DMZ – FORSCHUNG ¦ Sarah Koller ¦
Nationale Studie zeigt globale Defizite, Zusammenhang mit erhöhten Hirnverletzungsmarkern und Volumenreduktion der grauen Substanz
Im Rahmen einer nationalen, prospektiven Langzeitstudie wurden ein Jahr nach der COVID-19-Erkrankung kognitive Defizite, Serum-Biomarker und neurologische Bildgebungsergebnisse von 351 hospitalisierten Patienten im Vergleich zu 2.927 normativen Kontrollen untersucht. Die Ergebnisse zeigen, dass die kognitiven Beeinträchtigungen global waren und mit erhöhten Markern für Hirnverletzungen sowie einer reduzierten Volumen der vorderen Cingulumrinde einhergingen.
Die Schwere des initialen Infektionsereignisses, postakute psychiatrische Symptome und eine Vorgeschichte von Enzephalopathie waren mit den stärksten Defiziten verbunden.
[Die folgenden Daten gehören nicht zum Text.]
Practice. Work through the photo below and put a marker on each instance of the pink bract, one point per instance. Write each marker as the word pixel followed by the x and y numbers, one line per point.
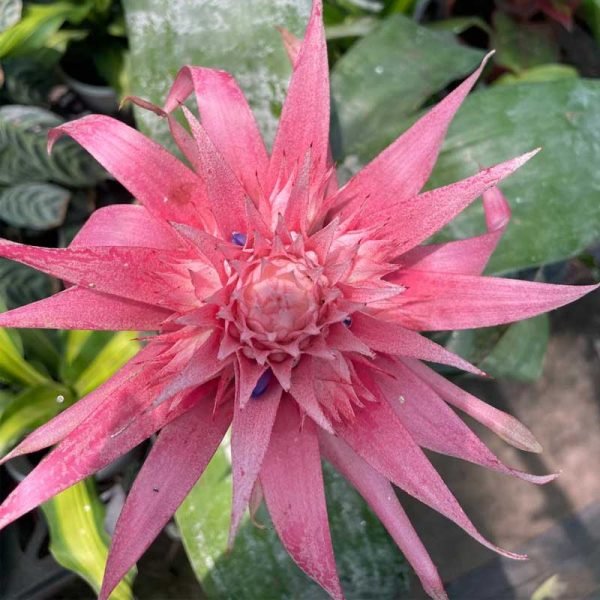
pixel 287 308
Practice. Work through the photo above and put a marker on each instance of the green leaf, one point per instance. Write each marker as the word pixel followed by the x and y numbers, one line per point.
pixel 514 352
pixel 370 565
pixel 24 155
pixel 78 540
pixel 10 13
pixel 386 76
pixel 520 46
pixel 458 25
pixel 358 27
pixel 21 285
pixel 37 206
pixel 29 80
pixel 590 10
pixel 39 23
pixel 554 198
pixel 13 367
pixel 102 356
pixel 239 37
pixel 551 72
pixel 22 413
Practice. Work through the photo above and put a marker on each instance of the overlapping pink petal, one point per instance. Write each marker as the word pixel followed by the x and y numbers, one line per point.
pixel 284 306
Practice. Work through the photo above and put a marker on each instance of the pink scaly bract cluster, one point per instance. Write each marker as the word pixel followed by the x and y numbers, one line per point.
pixel 287 308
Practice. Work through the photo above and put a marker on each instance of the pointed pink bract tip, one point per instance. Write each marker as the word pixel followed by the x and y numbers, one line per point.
pixel 53 135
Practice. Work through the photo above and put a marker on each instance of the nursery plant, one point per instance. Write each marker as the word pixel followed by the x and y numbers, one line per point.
pixel 297 284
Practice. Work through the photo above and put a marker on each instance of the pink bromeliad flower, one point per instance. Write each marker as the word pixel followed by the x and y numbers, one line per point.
pixel 287 308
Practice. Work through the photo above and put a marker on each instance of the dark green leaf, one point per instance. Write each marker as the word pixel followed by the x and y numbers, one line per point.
pixel 514 352
pixel 370 565
pixel 590 9
pixel 521 45
pixel 24 156
pixel 38 24
pixel 458 25
pixel 29 80
pixel 551 72
pixel 239 37
pixel 385 77
pixel 554 198
pixel 37 206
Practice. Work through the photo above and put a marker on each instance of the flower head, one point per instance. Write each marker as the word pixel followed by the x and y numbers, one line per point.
pixel 286 307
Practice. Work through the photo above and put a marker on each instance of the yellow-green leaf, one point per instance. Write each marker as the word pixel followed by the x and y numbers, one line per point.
pixel 13 367
pixel 119 350
pixel 78 540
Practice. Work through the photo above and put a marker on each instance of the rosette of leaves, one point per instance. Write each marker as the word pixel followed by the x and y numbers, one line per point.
pixel 39 377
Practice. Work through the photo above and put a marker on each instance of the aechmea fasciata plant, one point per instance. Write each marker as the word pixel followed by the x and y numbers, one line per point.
pixel 288 309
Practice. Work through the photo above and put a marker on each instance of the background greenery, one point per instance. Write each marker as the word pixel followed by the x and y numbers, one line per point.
pixel 390 60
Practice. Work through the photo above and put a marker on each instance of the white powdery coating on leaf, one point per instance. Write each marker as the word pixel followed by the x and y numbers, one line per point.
pixel 213 33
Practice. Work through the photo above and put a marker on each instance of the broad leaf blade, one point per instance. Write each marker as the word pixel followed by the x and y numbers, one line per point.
pixel 24 155
pixel 91 357
pixel 239 37
pixel 10 13
pixel 13 367
pixel 37 206
pixel 258 567
pixel 387 76
pixel 21 285
pixel 514 352
pixel 77 537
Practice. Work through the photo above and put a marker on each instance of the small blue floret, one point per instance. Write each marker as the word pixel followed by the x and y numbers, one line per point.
pixel 239 238
pixel 262 384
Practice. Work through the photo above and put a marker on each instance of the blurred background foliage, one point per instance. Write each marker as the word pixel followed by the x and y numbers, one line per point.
pixel 390 60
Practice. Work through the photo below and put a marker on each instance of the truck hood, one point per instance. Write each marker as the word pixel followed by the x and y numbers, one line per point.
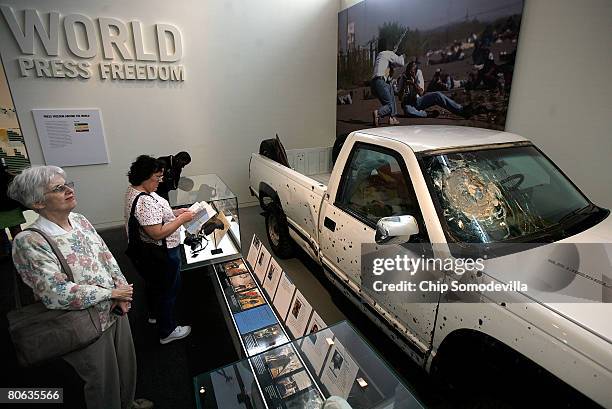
pixel 572 277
Die Studie deutet darauf hin, dass eine Immunreaktion maßgeblich für Hirnverletzungen bei moderater bis schwerer COVID-19 sein könnte und gibt Hinweise für die Entwicklung therapeutischer Strategien.
Die Studie ergab, dass Patienten, die während der akuten Phase mit Kortikosteroiden behandelt wurden, seltener kognitive Defizite aufwiesen. Diese Ergebnisse unterstützen die Hypothese, dass Hirnverletzungen bei COVID-19 durch das Immunsystem vermittelt werden. Selbst bei Patienten ohne klinische neurologische Komplikationen wurden persistierende kognitive Defizite gefunden, vergleichbar mit einem Alterungsprozess von 50 auf 70 Jahre. Die Untersuchung legt nahe, dass die Schwere des anfänglichen Infektionsschadens, der psychische Gesundheitszustand nach der Infektion und eine Vorgeschichte von COVID-19-assoziierten Enzephalopathien starke Einflüsse auf die kognitiven Defizite haben.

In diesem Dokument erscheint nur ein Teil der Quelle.